Conversely, if Mrs. Clinton's favorite anecdotes have to do with demonstrating the sincerity of her feelings, Mr. Obama's have to do with overawing people with the force of his authenticity. He writes that his constituents "tell me that they have great hopes for me, but that they are worried that Washington is going to change me and I will end up just like all the rest of the people in power. Please stay who you are, they will say to me."

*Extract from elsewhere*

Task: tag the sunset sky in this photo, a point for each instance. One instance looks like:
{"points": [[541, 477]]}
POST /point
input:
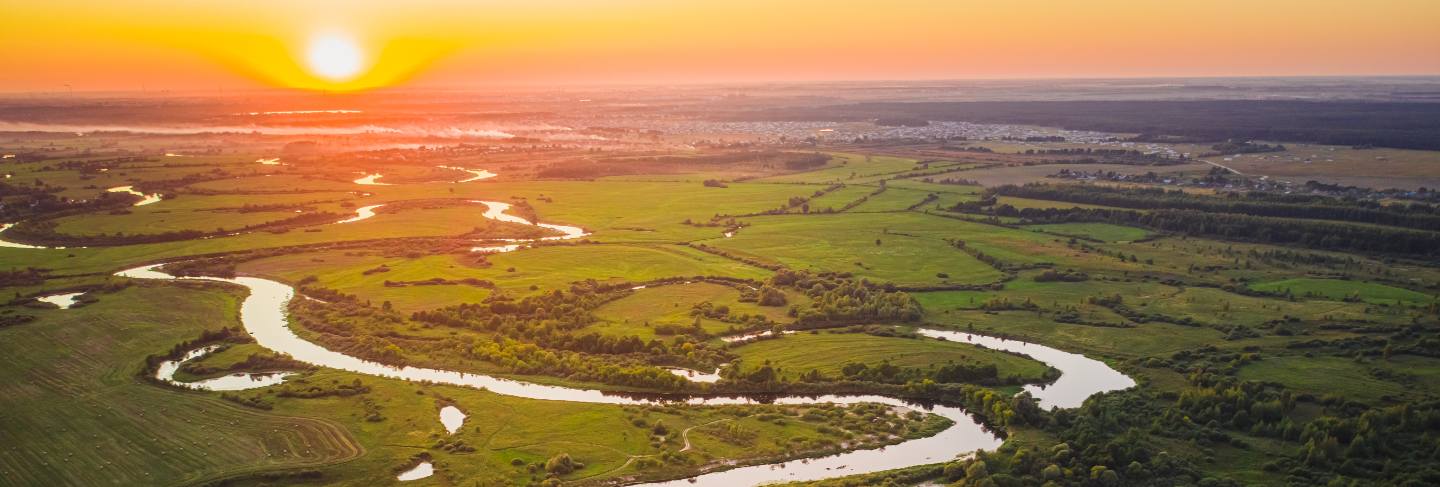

As these lines suggest, if the vice of sincerity is self-pity, the vice of authenticity is narcissism the belief that one is virtuous and lovable simply for being one's self. When one of Mr. Obama's supporters, questioned on a television talk show, notoriously couldn't name a single one of the candidate's accomplishments, he was inadvertently carrying to its conclusion the logic of authenticity: the idea that what you are matters more than what you do. The overreliance of Mr. Obama's campaign on his personal charisma is already emerging as the favorite target of his opponents. Ironically, if his books weren't so well written, they wouldn't offer such credible support for the charge.